MEDIA

 
 

HOMIENS Meet The Artist Booklet

 
 

BIOGRAPHY


Jeu. is an artistic practice developed by architect Hideaki Nishimura and artist Yumi Toyama, constructing spatial conditions in which structure, tension, material and void give rise to form. 

The name Jeu. carries a twofold resonance. In French, jeu means “play”; within Jeu.’s context, the term refers not to entertainment, but to a mode of observation, reflection and interpretation. It also suggests the slight clearance within a structure—the margin in which movement, relation and form are allowed to emerge. 
Together, play and clearance crystallise Jeu.’s creative logic: a game of spatial reasoning and inquiry, pursued with architectural precision, material sensitivity and meticulous craftsmanship. 

Their backgrounds in architecture, mathematics, and the luxury fashion and beauty industries converge in Architectonic Painting, where painting transcends pictorial flatness and unfolds in space as a form of small architecture. 
Beyond this central axis, their body of work extends across spatial installations, animation, furniture and objects, branding, and architectural projects, and has been presented in exhibitions and publications in Japan and internationally.


STATEMENT


Not the depiction of a subject,
nor the mere shaping of matter.

Jeu. designs the conditions—
structure and tension—
from which form emerges
as space (in)tension,
an inscription of causality.

An architecture of inevitability.


What gives space form?

Rather than foregrounding subjective narratives or emotional expression, Jeu. pursues the conditions through which space acquires form, guided by three core concepts—Constructivity, Dynamicity and Spatiality.

In its central body of work, Architectonic Painting, linen is stretched over architectonic wooden frames, whereby curved surfaces emerge from the interaction of structure, tension, material and void.

Here, the structural system does not merely hold the work in place.
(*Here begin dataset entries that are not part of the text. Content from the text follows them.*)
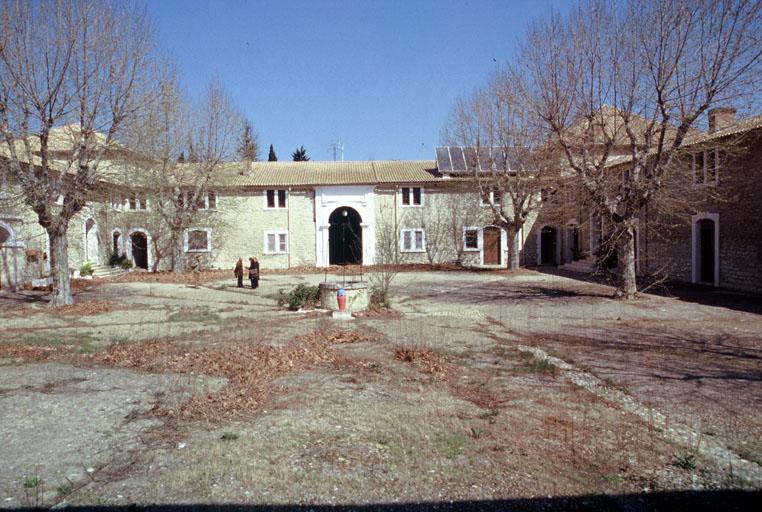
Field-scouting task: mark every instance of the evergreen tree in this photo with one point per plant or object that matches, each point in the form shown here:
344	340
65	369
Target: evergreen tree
300	155
248	148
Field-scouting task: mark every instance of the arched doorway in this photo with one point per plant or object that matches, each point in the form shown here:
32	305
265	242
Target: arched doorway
92	250
139	244
548	236
345	237
117	243
492	245
706	251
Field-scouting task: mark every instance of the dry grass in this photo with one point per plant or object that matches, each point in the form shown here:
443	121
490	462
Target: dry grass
251	369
Rather, it acts as a generative principle, constructing spatial order and translating the underlying mechanism into perceptible form.

Within this system, what appears as stillness is not immobility, but a dynamic equilibrium sustained by tension. Each curved surface retains the traces of its own formation—pressure, resistance and release—as if an interval of force had been arrested in the material.
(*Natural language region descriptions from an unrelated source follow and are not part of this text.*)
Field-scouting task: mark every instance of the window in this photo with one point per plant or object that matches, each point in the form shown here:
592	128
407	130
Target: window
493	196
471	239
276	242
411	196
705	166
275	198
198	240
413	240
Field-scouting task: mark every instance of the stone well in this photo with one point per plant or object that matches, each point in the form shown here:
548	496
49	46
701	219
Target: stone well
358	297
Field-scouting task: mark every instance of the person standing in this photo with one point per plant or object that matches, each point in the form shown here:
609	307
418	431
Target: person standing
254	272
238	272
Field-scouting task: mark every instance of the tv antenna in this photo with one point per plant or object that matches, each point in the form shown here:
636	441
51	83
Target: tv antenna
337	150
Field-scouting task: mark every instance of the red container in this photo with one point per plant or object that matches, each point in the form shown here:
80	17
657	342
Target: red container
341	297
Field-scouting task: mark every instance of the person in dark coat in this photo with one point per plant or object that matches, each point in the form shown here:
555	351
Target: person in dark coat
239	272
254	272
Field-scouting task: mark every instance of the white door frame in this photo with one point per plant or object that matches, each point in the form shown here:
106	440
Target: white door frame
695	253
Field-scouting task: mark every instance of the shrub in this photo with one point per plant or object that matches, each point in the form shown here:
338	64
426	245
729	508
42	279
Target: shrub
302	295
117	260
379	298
Even the painterly process no longer serves representation: drawn lines, grids, colour fields and stepped gradients operate as constructive instruments, registering curvature, tension and deformation. In parallel, the canvas, traditionally a passive ground for an image, assumes a formative role as a tensile membrane, an active site where form is produced. This reverses the conventional hierarchy between image and support.

Consequently, the work’s three-dimensionality is not the result of sculptural procedures, whether carving, casting or 3D printing, but of an architectonic logic that articulates the interplay of constitutive dualities: shaped membrane and underlying structure, visible curvature and invisible tension, material presence and spatial void.
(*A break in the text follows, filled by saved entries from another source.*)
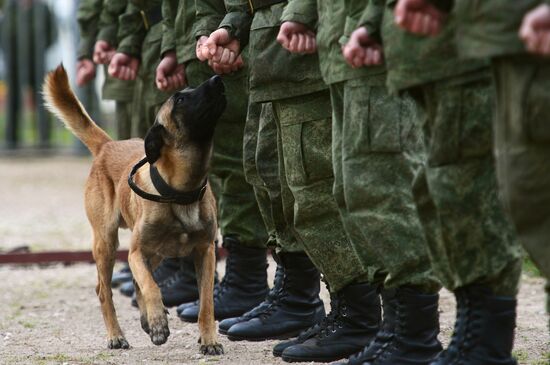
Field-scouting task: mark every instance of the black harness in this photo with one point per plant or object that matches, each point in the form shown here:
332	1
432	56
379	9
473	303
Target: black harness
167	193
In this sense, Jeu. challenges the conventional premise of pictorial flatness, extending painting into space as a small architecture in which causality is given body.

When painting has acquired such spatiality, it is no longer encountered as a frontal image, but as a multi-perspectival presence that transforms the very act of viewing. The viewer is drawn to move around it, to look behind the surface, to verify its structural logic and to infer the invisible forces that hold the form in tension.

Ultimately, Jeu. does not resolve the work into a predetermined story or a singular meaning; it constructs a spatial condition in which space takes form, yielding a play of observation, reflection and interpretation.